Is it possible to create a truely weak-keyed dictionary in C#?
Asked Answered
G

1

27

I'm trying to nut out the details for a true WeakKeyedDictionary<,> for C#... but I'm running into difficulties.

I realise this is a non-trivial task, but the seeming inability to declare a WeakKeyedKeyValuePair<,> (where the GC only follows the value reference if the key is reachable) makes it seemingly impossible.

There are two main problems I see:

  1. Every implementation I've so far seen does not trim values after keys have been collected. Think about that - one of the main reasons for using such a Dictionary is to prevent those values being kept around (not just the keys!) as they're unreachable, but here they are left pointed to by strong references.

    Yes, add/remove from the Dictionary enough and they'll eventually be replaced, but what if you don't?
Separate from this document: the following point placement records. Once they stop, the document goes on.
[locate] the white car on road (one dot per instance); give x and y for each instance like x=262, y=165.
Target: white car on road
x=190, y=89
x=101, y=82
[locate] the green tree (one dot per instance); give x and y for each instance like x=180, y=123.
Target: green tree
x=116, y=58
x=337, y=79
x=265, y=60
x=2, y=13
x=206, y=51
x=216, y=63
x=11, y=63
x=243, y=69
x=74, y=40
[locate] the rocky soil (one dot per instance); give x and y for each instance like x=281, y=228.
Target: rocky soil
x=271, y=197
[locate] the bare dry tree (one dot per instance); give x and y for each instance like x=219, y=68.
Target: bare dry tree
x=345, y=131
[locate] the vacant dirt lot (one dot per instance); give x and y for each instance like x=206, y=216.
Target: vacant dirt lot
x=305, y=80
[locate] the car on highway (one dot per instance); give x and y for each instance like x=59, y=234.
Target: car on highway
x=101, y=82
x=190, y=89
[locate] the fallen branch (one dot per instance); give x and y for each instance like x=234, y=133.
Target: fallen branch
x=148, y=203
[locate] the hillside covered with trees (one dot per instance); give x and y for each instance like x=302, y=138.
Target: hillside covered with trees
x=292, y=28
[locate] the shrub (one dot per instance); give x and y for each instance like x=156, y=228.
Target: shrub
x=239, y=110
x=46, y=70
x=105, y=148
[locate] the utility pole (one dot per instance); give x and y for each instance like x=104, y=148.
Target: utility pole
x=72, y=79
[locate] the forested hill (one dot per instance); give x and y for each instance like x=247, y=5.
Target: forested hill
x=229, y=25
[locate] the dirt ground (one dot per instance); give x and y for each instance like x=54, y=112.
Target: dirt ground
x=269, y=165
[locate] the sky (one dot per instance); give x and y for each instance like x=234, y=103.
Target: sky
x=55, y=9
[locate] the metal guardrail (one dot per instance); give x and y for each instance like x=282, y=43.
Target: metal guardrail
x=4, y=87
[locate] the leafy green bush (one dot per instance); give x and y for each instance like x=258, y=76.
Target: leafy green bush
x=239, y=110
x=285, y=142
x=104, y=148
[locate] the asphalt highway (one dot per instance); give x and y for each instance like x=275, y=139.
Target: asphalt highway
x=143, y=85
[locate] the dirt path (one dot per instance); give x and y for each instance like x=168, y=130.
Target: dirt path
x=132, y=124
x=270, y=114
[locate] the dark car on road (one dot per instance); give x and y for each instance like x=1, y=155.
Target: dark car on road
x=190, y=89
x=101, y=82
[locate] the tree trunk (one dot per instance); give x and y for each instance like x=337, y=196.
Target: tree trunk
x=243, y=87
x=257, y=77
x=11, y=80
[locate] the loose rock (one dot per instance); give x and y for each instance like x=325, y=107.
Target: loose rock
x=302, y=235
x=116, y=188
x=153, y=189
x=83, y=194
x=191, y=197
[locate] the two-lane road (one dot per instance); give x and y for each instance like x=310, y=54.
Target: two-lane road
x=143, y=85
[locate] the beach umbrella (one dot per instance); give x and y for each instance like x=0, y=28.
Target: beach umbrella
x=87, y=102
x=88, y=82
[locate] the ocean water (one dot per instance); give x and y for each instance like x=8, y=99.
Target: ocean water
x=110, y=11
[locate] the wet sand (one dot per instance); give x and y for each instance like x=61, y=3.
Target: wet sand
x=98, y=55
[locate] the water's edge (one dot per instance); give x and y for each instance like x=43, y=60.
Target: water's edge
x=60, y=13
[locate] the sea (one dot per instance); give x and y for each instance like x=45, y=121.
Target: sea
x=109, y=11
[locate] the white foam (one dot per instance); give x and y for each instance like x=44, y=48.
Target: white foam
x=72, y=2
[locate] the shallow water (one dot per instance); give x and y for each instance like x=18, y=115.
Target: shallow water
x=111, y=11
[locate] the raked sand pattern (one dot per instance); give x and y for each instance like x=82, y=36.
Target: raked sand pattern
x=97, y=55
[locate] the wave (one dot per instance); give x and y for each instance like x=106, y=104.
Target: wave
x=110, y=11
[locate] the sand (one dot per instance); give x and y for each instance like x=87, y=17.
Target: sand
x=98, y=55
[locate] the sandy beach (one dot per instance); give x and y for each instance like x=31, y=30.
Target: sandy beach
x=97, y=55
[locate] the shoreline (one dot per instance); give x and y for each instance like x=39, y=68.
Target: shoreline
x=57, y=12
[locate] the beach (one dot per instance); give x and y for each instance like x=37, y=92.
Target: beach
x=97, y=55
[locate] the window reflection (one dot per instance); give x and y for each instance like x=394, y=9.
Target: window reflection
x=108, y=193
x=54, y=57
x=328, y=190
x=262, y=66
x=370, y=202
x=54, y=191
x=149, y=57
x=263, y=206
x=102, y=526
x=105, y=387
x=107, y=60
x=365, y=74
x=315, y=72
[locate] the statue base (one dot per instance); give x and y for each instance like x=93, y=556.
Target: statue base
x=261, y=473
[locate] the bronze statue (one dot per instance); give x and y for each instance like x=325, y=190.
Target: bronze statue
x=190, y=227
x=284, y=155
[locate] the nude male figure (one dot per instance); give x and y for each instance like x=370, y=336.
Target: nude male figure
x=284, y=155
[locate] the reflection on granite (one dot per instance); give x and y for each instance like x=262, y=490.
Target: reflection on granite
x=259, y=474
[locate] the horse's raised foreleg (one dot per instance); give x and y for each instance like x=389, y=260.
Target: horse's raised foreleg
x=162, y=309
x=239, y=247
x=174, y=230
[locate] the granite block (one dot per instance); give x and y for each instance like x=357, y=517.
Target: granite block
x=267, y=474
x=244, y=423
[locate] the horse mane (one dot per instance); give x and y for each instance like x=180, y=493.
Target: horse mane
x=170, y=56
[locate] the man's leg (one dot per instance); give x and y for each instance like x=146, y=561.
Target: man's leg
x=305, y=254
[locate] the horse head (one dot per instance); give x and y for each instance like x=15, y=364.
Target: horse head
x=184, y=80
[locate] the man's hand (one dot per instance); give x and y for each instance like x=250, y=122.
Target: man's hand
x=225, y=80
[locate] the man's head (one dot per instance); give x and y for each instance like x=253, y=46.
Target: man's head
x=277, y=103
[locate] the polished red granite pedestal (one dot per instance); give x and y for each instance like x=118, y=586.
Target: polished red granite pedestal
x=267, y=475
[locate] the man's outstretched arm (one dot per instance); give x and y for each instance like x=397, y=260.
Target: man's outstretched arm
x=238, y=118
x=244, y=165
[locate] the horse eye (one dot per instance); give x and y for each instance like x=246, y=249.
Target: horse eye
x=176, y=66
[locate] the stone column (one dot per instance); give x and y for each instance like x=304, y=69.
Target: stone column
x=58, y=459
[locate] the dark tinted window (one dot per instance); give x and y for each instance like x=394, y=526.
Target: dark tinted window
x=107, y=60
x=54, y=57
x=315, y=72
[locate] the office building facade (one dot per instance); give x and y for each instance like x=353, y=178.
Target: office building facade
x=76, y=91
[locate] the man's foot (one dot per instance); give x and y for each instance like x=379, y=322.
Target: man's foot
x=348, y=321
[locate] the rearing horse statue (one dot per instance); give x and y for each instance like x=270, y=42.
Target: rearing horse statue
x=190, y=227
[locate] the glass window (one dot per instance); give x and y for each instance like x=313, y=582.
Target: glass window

  2. Without a hypothetical WeakKeyedKeyValuePair<,> (or another means of telling the GC to only mark the value if the key is reachable) any value that refers to it's key would never be collected. This is a problem when storing arbitrary values.

Problem 1 could be tackled in a fairly non-ideal/hackish way : use GC Notifications to wait for a full GC to complete, and then go along and prune the dictionary in another thread. This one I'm semi-ok with.

But problem 2 has me stumped. I realise this is easily countered by a "so don't do that", but it has me wondering - is this problem even possible to solve?

Gesualdo answered 9/12, 2011 at 4:26 Comment(0)
A
33

Have a look at the ConditionalWeakTable<TKey, TValue> Class.

Enables compilers to dynamically attach object fields to managed objects.

It's essentially a dictionary where both the key and the value are a WeakReference, and the value is kept alive as long as the key is alive.

Note! This class does not use GetHashCode and Equals to do equality comparisons, it uses ReferenceEquals.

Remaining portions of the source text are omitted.